My technique is not that great, neither is my physical strength, my mobility is ok but not great. There are many other lifters with far superior technique, who are much stronger than me, and many who have amazing mobility. Any lifter who possess those skills and qualities are all light years ahead of me in there lifting, by weight and by numbers. But I still see many athletes who are truly gifted in one or more of those skills and qualities who just let their abilities go to waste because they lack dedication. I am not speaking about one or two people, I am speaking about dozens of people, who for whatever reason have allowed work, family, money, location, etc, to keep them from becoming amazing lifters on the world stage.
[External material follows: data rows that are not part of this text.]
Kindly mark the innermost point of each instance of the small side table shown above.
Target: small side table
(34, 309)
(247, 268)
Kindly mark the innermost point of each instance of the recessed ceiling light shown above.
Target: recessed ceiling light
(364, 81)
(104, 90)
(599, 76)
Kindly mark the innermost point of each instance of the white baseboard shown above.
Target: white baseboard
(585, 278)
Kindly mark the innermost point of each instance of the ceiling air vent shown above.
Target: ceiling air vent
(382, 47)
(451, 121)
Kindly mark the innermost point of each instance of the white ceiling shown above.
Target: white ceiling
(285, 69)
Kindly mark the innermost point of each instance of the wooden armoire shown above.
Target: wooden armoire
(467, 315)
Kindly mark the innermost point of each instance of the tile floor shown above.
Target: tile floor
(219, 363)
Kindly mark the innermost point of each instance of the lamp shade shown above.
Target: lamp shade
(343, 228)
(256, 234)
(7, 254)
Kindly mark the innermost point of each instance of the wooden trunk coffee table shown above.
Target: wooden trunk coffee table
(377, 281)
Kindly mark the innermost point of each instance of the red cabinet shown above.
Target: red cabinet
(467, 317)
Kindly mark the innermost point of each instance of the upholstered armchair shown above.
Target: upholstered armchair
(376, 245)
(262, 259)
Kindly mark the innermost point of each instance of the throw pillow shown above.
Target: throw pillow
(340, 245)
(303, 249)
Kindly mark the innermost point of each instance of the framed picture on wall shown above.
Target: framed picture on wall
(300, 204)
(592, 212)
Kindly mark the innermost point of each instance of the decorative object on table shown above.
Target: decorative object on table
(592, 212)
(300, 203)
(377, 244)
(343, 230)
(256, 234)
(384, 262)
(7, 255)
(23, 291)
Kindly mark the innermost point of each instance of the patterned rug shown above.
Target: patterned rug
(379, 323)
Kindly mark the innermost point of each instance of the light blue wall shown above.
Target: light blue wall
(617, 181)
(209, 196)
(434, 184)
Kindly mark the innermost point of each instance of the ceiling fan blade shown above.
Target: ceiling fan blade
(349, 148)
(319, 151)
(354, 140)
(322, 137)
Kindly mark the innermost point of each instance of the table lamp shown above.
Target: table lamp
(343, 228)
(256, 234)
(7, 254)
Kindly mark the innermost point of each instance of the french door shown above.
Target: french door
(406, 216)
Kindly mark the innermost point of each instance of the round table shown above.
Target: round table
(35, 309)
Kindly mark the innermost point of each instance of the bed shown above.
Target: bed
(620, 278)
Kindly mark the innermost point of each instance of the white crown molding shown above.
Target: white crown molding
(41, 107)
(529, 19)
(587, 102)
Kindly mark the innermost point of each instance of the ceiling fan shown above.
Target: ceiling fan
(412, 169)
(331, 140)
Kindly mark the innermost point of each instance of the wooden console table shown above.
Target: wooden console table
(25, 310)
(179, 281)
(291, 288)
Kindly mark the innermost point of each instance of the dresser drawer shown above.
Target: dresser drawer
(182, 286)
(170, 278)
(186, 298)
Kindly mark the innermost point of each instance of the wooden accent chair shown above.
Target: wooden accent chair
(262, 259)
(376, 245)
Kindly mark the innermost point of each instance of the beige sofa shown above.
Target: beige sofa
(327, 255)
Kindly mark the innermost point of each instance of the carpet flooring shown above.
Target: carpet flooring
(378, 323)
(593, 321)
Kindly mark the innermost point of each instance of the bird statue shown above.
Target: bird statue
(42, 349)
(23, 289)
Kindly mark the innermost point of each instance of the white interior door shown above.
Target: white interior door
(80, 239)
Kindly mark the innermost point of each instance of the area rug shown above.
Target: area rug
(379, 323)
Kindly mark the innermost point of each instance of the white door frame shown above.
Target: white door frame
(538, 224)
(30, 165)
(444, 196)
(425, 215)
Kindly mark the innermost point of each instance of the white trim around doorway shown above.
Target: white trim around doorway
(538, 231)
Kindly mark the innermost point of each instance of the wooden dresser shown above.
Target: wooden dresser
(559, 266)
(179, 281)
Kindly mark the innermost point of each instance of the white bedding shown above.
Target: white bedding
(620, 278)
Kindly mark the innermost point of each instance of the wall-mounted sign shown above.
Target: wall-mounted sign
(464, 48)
I will admit that owning a gym gives me the ability to train almost whenever I want and I have almost every piece of training equipment a kettlebell athlete could ask for or need, but even I have limitations. My business require long hours of here running the business and running classes, I often work and get into projects or training people and forget to eat until I am almost falling over with hunger, and running the business leaves me little time for my own training even though I am within 50 feet of my kettlebell rack at all times. So even I struggle with my time and time management and I struggle with my diet, but even if I can only get in 30-40 minutes of training I get it in. I train six days a week. Some of those days are two hours and some are only one hour and some are only 30 minutes. But whether I stay after I lock the doors and train late at night, or I drag ass on an early morning run, or I get in my cardio in the 15 minutes between teaching one class and the next, somehow someway I get it in.

I am not trying to stand on a box or sit on a high horse and say I am better than anyone, there are literally a hundred or more lifters far better than me. But the point I am trying to get across is that in order to get better at this sport or any other sport you have to be dedicated, you have to put in the time, every damn day. I doubt anyone or even a computer could count or compile the number of articles written over time, on or off the internet, all dedicated to dedication, this is just another article, but I hope it finds you at a time when you may be struggling with your dedication to your goals. Don’t look for huge goals, a 20% improvement in six weeks, that’s crazy talk and will most likely end in disappointment. Look for the 1-5% improvement, eat the elephant one bite at a time. Let me help you out with one last tip, one you may have read before and have never done, write down your goals, not too many, just three, and put that little note…or big ass piece of paper…where you have to look at it every single day. Let it burn your eyes every time you walk past it. Let it piss you off when it has been weeks and you haven’t hit that goal. Let seeing that note and those goals fuel your fire to get back on track and stay on track, to be dedicated, and to be the best version of you this world has ever seen.